The man said his name was Joshi. Born in Ahmedabad, he had come to Mirzapur to learn the weaving trade. He was about forty or so, potbellied, with thin arms and a string around his wrist. "I am plant manager. Supervise, yes, I can do. Imitate I cannot. Weaving is very demanding," he said, wagging his head to indicate the depth of his seriousness.

"I suppose it's very technical," Howard said.

"So technical," Mr. Joshi said. "First, design is made. Then master plan, each knot specified. We are having rooms where designers toil. They are pukka artists, no doubt. The weavers read designs. We have yarn, hand-spun. Dyeing vats. All facilities."

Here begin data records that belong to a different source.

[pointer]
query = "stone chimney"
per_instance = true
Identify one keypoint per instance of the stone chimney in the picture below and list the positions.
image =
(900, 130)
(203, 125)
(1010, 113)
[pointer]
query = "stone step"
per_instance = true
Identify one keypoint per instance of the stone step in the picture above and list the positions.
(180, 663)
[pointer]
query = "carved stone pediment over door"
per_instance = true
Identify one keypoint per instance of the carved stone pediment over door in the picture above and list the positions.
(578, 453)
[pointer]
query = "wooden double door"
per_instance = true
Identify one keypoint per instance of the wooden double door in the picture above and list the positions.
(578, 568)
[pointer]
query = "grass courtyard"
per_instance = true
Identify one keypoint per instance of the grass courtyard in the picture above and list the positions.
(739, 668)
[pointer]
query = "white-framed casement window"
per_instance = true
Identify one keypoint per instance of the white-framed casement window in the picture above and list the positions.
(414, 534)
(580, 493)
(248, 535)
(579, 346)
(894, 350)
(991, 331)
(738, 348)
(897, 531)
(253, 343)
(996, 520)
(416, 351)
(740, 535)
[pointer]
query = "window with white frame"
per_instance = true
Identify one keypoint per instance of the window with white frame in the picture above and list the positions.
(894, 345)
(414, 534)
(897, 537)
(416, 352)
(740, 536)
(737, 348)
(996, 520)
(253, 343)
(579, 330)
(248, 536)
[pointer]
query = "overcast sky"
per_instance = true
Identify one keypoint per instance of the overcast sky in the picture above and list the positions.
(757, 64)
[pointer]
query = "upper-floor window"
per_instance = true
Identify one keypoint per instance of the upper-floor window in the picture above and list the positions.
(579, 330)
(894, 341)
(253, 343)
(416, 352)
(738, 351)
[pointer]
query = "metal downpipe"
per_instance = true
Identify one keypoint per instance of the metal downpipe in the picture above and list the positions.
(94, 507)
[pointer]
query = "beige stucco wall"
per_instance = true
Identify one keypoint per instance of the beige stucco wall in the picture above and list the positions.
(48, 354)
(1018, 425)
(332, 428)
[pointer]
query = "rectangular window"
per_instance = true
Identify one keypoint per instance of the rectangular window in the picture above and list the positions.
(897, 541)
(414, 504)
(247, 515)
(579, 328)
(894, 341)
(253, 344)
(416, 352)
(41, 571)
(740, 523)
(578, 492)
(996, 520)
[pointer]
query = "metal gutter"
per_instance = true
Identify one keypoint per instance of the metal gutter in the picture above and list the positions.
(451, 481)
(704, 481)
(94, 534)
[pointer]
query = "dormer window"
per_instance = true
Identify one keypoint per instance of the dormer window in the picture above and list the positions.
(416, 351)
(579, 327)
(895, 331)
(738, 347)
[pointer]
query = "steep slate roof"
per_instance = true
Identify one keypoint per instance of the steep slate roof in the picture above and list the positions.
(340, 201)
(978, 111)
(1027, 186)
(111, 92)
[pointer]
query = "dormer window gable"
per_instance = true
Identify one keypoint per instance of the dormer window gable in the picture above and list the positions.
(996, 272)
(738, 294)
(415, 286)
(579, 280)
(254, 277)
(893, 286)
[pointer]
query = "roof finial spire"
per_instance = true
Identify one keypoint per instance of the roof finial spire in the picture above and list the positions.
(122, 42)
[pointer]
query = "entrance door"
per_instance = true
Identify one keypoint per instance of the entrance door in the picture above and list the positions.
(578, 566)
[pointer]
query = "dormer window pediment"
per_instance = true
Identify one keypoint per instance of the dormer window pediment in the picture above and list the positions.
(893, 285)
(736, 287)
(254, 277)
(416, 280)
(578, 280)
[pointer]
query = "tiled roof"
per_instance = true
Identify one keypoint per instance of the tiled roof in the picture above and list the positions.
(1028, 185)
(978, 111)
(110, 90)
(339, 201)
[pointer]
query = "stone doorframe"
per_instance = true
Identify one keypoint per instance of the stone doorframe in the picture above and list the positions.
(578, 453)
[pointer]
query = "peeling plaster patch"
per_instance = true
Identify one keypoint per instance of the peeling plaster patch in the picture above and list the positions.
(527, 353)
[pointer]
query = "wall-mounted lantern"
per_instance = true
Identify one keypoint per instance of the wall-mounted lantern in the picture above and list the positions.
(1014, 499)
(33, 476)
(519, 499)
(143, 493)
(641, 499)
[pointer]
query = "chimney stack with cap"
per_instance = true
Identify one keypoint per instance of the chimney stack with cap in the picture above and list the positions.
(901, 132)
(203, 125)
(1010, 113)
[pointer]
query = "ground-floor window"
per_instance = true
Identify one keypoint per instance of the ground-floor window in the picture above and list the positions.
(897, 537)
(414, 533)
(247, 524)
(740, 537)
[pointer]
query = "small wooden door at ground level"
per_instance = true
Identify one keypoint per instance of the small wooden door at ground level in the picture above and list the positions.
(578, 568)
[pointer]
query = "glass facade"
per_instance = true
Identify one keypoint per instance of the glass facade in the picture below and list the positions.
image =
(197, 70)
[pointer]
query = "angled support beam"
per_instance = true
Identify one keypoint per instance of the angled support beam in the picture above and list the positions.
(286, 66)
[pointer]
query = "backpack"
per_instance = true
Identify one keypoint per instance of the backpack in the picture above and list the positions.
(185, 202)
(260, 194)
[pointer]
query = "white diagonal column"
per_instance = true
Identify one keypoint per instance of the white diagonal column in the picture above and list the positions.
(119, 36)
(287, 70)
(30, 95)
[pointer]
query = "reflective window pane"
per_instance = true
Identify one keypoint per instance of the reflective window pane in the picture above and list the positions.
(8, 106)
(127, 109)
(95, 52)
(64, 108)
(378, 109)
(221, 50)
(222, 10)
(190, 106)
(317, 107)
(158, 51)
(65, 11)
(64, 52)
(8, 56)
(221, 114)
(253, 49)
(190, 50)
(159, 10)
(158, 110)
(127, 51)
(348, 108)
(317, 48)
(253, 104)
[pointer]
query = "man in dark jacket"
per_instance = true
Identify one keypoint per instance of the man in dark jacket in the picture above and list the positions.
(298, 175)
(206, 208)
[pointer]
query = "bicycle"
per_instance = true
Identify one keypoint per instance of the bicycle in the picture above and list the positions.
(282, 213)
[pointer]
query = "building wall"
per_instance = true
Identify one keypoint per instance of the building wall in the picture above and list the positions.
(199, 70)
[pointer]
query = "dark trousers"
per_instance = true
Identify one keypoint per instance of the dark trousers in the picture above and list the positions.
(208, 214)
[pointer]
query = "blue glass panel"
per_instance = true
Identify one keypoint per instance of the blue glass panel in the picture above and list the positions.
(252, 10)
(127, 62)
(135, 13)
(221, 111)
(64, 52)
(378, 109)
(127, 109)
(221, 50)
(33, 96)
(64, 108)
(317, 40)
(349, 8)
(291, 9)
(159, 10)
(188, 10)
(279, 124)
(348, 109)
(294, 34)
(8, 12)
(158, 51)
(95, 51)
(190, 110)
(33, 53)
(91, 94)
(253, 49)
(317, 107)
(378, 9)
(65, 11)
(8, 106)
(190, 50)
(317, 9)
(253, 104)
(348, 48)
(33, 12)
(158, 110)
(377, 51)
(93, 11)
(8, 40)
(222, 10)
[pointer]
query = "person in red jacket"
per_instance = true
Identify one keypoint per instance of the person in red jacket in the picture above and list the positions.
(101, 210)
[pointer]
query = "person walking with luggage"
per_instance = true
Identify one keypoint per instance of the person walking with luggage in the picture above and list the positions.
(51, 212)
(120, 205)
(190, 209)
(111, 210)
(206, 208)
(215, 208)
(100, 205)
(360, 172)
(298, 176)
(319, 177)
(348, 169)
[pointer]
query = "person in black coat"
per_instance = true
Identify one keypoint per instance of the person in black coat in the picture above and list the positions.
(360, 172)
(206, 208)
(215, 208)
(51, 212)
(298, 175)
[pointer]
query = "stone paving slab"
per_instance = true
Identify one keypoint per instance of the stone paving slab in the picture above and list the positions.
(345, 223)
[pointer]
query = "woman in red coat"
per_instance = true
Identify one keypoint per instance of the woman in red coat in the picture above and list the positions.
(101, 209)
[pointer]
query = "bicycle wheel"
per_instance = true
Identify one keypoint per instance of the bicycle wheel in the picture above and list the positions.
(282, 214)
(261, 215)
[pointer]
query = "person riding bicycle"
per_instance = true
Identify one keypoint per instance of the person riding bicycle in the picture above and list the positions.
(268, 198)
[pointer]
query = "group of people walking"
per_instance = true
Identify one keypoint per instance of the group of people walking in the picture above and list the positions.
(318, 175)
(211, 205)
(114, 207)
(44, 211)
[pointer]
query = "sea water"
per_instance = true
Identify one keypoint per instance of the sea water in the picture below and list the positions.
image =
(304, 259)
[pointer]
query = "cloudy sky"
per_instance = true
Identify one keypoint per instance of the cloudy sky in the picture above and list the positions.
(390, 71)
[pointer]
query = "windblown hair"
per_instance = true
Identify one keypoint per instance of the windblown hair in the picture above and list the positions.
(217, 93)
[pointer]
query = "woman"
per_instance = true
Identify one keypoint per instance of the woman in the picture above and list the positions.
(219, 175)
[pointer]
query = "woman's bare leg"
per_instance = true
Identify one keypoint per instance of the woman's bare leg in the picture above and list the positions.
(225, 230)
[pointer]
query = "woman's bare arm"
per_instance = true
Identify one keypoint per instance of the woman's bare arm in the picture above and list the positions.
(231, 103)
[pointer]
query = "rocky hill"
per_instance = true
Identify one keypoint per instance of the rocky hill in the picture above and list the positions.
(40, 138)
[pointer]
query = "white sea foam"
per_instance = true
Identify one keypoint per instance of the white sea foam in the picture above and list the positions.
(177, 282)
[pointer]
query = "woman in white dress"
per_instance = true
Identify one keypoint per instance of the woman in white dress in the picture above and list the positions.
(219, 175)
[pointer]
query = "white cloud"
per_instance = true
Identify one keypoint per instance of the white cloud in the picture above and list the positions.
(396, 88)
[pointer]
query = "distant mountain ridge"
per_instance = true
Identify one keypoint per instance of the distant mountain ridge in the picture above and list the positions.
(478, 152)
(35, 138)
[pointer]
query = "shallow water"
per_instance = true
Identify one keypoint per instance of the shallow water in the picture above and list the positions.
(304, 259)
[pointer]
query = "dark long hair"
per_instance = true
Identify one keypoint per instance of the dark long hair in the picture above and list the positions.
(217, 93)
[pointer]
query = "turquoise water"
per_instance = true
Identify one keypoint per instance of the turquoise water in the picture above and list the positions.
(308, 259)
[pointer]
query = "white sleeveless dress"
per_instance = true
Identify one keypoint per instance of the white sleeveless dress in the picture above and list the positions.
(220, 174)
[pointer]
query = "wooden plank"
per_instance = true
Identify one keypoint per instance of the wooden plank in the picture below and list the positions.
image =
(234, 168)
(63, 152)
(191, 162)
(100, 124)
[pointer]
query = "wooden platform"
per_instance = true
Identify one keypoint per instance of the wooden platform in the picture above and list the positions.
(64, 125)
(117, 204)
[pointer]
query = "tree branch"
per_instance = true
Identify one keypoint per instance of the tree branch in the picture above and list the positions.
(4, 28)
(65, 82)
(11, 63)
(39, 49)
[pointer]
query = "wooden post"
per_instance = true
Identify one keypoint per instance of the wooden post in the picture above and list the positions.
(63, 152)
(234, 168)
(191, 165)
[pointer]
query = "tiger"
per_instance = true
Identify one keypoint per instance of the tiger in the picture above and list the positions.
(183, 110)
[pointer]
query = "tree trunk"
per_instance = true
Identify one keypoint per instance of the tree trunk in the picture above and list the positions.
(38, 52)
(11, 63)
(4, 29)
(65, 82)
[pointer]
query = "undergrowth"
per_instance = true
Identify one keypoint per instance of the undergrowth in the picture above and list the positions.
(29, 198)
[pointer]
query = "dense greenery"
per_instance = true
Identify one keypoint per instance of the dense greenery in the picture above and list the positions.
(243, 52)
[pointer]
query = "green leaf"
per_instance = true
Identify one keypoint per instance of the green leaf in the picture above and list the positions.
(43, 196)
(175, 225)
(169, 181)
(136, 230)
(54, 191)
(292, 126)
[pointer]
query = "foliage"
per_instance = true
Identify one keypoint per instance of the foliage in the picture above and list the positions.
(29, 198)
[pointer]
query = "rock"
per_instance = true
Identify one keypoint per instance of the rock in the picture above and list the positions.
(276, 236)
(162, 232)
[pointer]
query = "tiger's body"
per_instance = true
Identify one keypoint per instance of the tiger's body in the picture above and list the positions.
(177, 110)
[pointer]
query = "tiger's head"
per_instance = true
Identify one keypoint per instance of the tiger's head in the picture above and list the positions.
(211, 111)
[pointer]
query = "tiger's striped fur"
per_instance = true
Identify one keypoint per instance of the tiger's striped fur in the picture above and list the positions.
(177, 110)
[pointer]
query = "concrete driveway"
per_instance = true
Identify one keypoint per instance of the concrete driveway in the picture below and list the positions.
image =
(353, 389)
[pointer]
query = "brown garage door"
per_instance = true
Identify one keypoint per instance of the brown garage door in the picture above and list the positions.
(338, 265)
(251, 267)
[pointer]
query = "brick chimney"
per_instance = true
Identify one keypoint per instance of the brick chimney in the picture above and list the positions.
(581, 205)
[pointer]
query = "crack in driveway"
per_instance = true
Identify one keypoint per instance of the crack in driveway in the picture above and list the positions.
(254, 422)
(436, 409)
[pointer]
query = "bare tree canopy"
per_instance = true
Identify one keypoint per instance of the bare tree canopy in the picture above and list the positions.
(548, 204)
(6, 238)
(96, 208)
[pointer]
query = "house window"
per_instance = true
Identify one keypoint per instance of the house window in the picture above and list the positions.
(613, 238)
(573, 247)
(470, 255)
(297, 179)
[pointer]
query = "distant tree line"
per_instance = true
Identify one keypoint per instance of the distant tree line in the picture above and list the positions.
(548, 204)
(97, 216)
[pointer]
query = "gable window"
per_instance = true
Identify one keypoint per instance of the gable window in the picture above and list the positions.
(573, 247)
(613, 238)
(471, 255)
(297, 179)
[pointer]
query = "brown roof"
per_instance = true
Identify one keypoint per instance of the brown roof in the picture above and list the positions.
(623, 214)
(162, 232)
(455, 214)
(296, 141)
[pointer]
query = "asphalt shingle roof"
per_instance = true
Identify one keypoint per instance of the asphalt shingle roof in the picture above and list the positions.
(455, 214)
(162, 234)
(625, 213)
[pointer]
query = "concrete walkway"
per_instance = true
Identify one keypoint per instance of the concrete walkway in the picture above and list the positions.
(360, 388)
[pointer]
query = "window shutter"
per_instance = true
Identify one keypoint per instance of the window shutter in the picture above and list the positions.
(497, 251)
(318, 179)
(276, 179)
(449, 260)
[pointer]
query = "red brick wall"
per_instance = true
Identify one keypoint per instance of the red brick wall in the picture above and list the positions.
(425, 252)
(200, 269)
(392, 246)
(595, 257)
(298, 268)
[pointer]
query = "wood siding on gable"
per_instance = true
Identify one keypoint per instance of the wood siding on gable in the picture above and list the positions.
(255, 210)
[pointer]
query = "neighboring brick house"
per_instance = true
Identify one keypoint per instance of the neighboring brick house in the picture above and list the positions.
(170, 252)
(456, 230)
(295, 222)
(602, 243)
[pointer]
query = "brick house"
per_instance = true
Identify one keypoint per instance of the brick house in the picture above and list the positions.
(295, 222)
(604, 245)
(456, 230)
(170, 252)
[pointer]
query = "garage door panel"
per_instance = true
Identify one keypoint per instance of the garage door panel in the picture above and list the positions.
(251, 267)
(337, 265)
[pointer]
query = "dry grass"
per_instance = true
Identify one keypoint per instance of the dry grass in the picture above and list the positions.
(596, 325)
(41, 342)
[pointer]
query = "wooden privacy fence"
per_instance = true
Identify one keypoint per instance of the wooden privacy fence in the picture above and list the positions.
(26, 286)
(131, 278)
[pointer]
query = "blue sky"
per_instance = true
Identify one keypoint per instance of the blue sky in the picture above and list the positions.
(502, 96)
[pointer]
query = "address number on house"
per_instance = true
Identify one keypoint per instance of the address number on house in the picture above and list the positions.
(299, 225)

"Do any of your carpets look like this?"

I showed him the patch of carpet.

"It seems one of ours," Mr. Joshi said. "We have specific
naksha
for this. That is, master plan. This pile I recognize too."

"It is like signature, I tell you," Mr. Ghosh said, not to be outdone. "I have informed the American gentlemen of this."

Mr. Joshi worked his thumbnail into the pile. He said, "Not first quality," and smiled. "Not valuable. Not collectible. Third quality. Parlor unit."

"How would this carpet be sold?"

"As export item. Machine-spun yarn. Not vegetable color. Chemical dye. Standard
naksha.
" He flipped it over. He dug his nail into it again, as though determining whether it was edible. "This piece is export only. You found in America?"

"Calcutta," I said.

He stared at the fragment in his hands, then he smiled. "Not possible."

"What if it was taken without your notice, or stolen by an employee?"

"Our employees are living on site. On premises thieving is minimal."

"By some miracle, this carpet ended up in Calcutta. It found its way to a hotel, where it was cut into pieces. That's where I came across it."

"I have no knowledge of this unauthorized usage," Mr. Joshi said.

Howard said, "We'd like to see your workshop."

"Not possible," Mr. Joshi said.

"We'd like to meet your employees."

"Not available." He pretended to be impassive, but I could see he was adamant.

Even Howard, the soul of politeness, hated to be rebuffed. He said, "You are the supervisor, Mr. Joshi?"

"Yes, sir. Plant manager."

"Who is your boss?"

"The sahib, sir."

"We want to meet the sahib."

Mr. Joshi's face became waxen, and he swallowed hard as he seemed to make a rapid calculation that showed in his glistening eyes.